But the market's reaction suggests inflation data were not quite hot as might have been expected and the Dollar was sold as a result.
The GBP to USD exchange rate rose to 1.3040 after U.S. core CPI inflation rose 0.3% month-on-month in March, down on the 0.5% printed in February and underwhelming against the 0.5% the market was looking for.
Above: GBP/USD at five minute intervals showing the lift in the wake of the inflation data release.
In fact, "if you strip out shelter monthly core CPI rose +0.2%," says Viraj Patel, an analyst at Vanda Research.
Annual core CPI grew 6.5%, higher than February's 6.4%, but below the 6.6% the market expected.
Headline CPI inflation grew 8.5% in March, ahead of expectations for 8.4% and the previous month's 7.9%.
The foreign exchange market's reaction suggests investors have certainly placed a greater emphasis on the core inflation component, given the headline figure is heavily influenced by global energy prices.
Patel says the figures could prove to be "a game-changer for how people think about the monthly run rate and a re-think about whether breadth of price increases can continue in '22".
The GBP to USD exchange rate rose to 1.3040 in the wake of the data having been as low as 1.2995 prior. The EUR to USD rate rose to 1.0888 having been as low as 1.0851. The Dollar index - a broad measure of Dollar strength according to a basket of USD exchange rates - fell from 100.19 to 99.84. (Set your FX rate alert here).
The Federal Reserve is expected to respond to rising inflation by hiking interest rates by up to 220 basis points in 2022, with two successive 50 bp hikes expected in the upcoming two meetings alone.
But, should inflation begin to decelerate faster than expected these expectations could moderate.
The Dollar rally could moderate too, as a result.
"Unless the oil price rises sharply again, this could be the peak," says Christoph Balz, an economist with Commerzbank. "Even in this case, however, inflation is not expected to fall quickly.
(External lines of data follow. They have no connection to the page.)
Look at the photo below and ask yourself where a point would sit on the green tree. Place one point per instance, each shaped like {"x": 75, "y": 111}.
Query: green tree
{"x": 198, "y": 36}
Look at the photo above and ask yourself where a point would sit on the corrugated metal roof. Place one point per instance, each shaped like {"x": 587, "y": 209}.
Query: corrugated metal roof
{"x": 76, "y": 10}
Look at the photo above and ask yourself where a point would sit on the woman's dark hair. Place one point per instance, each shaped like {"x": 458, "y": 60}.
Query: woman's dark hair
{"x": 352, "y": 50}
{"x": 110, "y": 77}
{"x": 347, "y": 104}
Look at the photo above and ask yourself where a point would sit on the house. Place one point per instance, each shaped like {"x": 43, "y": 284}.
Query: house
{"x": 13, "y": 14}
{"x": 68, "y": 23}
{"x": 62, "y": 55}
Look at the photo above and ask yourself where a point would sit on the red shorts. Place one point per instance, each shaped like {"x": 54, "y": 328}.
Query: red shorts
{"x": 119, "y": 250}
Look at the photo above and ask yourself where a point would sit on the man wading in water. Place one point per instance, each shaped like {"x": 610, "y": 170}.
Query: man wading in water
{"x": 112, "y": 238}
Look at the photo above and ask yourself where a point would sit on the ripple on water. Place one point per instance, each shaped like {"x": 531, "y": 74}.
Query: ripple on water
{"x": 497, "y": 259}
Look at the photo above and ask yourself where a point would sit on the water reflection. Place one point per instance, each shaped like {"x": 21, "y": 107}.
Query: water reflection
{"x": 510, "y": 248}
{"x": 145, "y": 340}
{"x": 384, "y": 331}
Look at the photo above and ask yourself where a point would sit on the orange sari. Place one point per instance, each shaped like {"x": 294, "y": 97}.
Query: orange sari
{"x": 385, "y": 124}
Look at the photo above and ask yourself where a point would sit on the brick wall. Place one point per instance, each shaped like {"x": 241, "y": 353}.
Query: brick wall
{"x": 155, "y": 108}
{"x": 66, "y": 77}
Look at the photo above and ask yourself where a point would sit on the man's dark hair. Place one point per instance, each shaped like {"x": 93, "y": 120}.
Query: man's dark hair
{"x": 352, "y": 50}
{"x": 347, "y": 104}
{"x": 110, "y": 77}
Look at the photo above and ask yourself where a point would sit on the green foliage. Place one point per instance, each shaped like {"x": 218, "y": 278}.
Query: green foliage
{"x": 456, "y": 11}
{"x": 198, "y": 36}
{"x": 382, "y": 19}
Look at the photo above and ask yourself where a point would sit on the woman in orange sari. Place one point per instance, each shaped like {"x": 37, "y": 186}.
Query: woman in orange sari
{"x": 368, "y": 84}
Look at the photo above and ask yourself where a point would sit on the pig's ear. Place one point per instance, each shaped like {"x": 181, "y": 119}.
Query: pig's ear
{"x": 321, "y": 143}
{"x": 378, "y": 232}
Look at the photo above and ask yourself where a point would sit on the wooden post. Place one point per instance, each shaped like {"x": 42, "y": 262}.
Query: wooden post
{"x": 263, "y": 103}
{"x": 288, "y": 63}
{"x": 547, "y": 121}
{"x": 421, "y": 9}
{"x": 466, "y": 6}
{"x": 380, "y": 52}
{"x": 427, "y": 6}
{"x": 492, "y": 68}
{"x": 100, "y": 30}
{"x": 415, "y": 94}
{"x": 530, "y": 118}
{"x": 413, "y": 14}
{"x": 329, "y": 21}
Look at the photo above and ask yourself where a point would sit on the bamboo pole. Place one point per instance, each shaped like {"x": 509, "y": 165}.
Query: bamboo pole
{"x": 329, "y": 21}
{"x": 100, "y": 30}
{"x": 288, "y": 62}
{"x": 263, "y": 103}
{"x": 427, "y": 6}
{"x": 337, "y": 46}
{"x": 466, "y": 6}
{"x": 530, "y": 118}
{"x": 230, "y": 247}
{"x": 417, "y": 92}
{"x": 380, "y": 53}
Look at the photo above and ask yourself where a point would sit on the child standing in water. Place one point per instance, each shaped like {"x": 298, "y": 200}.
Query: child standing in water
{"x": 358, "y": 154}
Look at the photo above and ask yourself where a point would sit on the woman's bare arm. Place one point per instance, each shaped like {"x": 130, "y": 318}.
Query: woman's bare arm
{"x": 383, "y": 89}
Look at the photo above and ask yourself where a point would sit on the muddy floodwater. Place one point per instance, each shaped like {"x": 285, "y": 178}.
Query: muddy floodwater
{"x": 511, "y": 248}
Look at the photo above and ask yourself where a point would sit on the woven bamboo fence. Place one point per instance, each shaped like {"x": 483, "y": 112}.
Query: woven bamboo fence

The Fed thus remains under pressure".
The headline inflation data show the majority of the price pressures facing American's has its roots in global factors related to rising oil and commodity prices.
"Otherwise, inflationary pressure tended to ease somewhat," says Balz.
Used car prices fell by 3.8%, as one of the key drivers of inflation in 2021 now starts to offer a material drag.
Goods prices, outside energy and food, fell by 0.4%.
"Whether the inflation rate peaked in March depends above all on the further development of oil and gasoline prices. If the oil price remains at the current level of around $100 per barrel of Brent and does not rise again, March probably was the high in the inflation rate," says Balz.
If inflation does start coming down expect the peak in U.S. Federal Reserve hiking expectations to be at hand.
From a currency market perspective, this could imply the Dollar is nearing its top.